Tuesday, November 04, 2008

Tired of givin' it away

"I'm sorry to be so agitated," says Peter Davenport from Harrington, Wash. "I'm at the end of my rope. With the government, with the press, with the American people. You've caught me at a strange time."

This week, on his National UFO Reporting Center Web page, the man who runs one of the world's busiest eyewitness databases announced he was on the brink of shutting down his live telephone Hotline.

1 comment:

Anonymous said...

While this is kind of a sad, disheartening story, I think perhaps, if Davenport and his few associates cannot better develop some methods of screening out the, according to article, 20% to 80% of bogus, prank calls and false reports NUFORC has been increasingly receiving over the past year or more, it may be inevitable that his center's current activities cannot be sustained.

This would be unfortunate, as the mass of centralized reports and continuity of effort Davenport via NUFORC has been able to establish will, over time, be dissipated and dispersed to less organized or coherent venues.

On the other hand, this may also present an opportunity to change and rethink the problem of how difficult and inefficient a manner of gathering reliable reports and data on contemporaneous ufo sightings has increasingly been for NUFORC, and consider more practical means of better collecting and filtering such reports, and even more importantly, providing legit researchers more of an ability and avenue to further, more practically investigate serious and significant reports than NUFORC is either capable or willing to provide currently.

For example, one of NUFORC's long-standing problems and deficiencies, imho, and based on analytical observation, has been that, while brief synopses of reports are collected on his website database, the comprehensive details and raw data of collected reports have been quite restricted by and who Davenport thinks should be involved in further investigation of same. I don't believe he has a very good system of providing access to or computerized tools for analyzing the data patterns within the reports he has collected over the past couple decades, but being almost completely a one-man operation, with inadequate, self-funded support, who can blame him?

His main problem, at the moment, is how better to screen out the bogus, and nastily prankish calls of "reports" NUFORC has been receiving, and perhaps an automated telephone response, involving a recording, should be used, indicating caller ID or other identification trace-back tech, should be used and to notify callers that only serious reports are accepted. Of course, that might make the idiots even more motivated to prank or hack such a system, so it's quite a dilemma.

He may have to resort to not taking direct calls in real time, and be reduced to only recording or taking of such reports (as are legit) to witnesses filing reports even more than now by filling out the report form he maintains on his website. Still, the process of appropriate, effective filtration will remain there, also.

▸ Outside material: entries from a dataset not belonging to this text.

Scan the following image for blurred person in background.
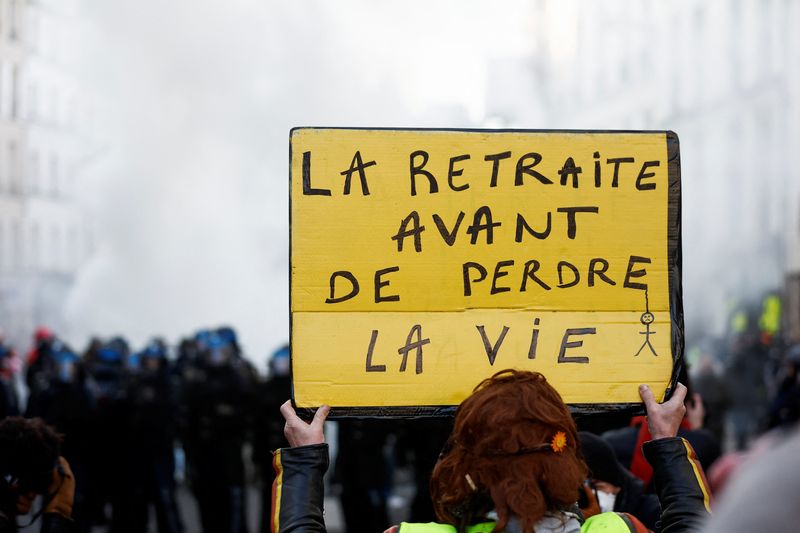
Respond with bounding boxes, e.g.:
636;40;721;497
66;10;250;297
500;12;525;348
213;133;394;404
692;353;730;444
127;339;183;533
0;331;20;420
252;344;292;533
331;419;393;533
394;417;453;522
182;330;254;533
25;340;97;533
767;344;800;429
86;337;135;533
0;417;75;533
578;431;661;531
25;326;56;402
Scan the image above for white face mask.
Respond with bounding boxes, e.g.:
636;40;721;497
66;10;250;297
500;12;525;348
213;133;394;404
597;490;617;513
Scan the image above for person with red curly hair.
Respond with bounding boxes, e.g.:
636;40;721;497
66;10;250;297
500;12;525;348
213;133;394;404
271;370;709;533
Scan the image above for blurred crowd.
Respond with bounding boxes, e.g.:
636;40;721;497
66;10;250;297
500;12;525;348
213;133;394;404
0;308;800;533
0;327;291;533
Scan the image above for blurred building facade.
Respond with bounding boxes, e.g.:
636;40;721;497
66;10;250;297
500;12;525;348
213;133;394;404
0;0;91;348
487;0;800;337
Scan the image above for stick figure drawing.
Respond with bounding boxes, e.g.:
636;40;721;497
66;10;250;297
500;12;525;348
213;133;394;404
634;289;658;357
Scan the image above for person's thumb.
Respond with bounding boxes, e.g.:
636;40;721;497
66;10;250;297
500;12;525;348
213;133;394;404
669;383;688;404
639;384;658;411
311;405;331;426
281;400;298;422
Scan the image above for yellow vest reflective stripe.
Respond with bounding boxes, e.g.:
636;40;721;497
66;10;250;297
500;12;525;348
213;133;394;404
400;522;494;533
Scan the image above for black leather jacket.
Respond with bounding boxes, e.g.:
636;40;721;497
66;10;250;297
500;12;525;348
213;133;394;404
270;437;710;533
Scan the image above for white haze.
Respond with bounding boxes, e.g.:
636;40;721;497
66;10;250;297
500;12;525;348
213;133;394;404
67;0;531;359
67;0;797;360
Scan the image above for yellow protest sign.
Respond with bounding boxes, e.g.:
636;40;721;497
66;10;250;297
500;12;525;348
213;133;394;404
291;128;683;415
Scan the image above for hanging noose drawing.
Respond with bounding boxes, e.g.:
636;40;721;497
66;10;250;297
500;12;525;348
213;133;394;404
634;289;658;357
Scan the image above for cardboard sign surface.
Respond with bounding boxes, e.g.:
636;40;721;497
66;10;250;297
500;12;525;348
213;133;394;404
290;128;683;416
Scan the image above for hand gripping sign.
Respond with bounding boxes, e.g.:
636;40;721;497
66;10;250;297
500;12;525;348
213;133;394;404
290;128;683;416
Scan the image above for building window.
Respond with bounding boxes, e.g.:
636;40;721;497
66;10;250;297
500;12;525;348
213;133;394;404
6;141;22;194
28;152;40;194
11;220;22;270
50;226;63;270
0;219;8;271
29;222;41;270
11;65;19;119
50;155;61;196
8;0;19;41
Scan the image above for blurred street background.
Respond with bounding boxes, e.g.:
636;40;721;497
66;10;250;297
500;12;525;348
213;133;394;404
0;0;800;533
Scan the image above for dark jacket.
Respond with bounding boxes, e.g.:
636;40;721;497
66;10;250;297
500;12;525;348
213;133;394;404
0;512;74;533
270;437;710;533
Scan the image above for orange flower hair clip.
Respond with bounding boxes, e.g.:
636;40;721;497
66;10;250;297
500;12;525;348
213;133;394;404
550;431;567;453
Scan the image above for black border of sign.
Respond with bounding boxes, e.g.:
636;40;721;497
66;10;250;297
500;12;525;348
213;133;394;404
289;126;685;419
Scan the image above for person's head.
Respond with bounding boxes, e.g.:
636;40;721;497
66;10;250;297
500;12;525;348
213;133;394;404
431;370;587;532
0;417;61;515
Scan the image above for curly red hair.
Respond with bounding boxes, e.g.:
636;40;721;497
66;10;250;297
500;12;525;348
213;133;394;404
430;370;587;532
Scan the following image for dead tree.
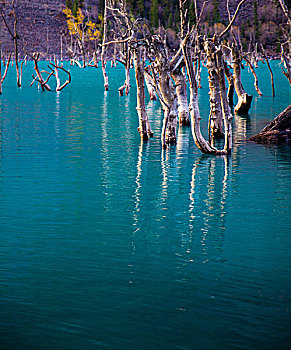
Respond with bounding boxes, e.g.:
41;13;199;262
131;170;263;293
232;45;253;114
171;0;190;125
182;35;232;155
250;105;291;144
30;52;71;91
131;42;153;141
148;35;178;148
0;0;21;87
261;44;275;97
281;43;291;85
0;42;11;95
101;0;109;91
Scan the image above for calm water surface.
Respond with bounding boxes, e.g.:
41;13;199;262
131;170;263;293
0;62;291;350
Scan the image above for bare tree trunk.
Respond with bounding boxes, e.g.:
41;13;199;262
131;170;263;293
250;105;291;144
182;38;232;155
243;55;263;96
204;40;224;145
101;0;109;91
232;46;253;114
144;69;157;100
224;62;234;106
159;69;178;148
133;48;153;141
261;44;275;97
172;68;190;125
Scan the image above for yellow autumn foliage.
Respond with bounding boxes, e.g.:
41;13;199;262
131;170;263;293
63;7;100;41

Perhaps a "caller ID" or "warning" recording that requires a call-back number, and/or taking reports by message machine or voicemail intially, and a time-delayed review by a person who listens to initial reports called in to determine if follow-up is needed. Problem there is, however, the same as noted in the article--how do you reduce or screen out the idiot calls, or separate the wheat from the nasty chaff, and also without reducing the efforts of legit reporters from either wanting or being able to make their own reports? I really don't know how you do this on a limited budget with relatively few people.

Anyone got any better ideas about how NUFORC might handle this problem?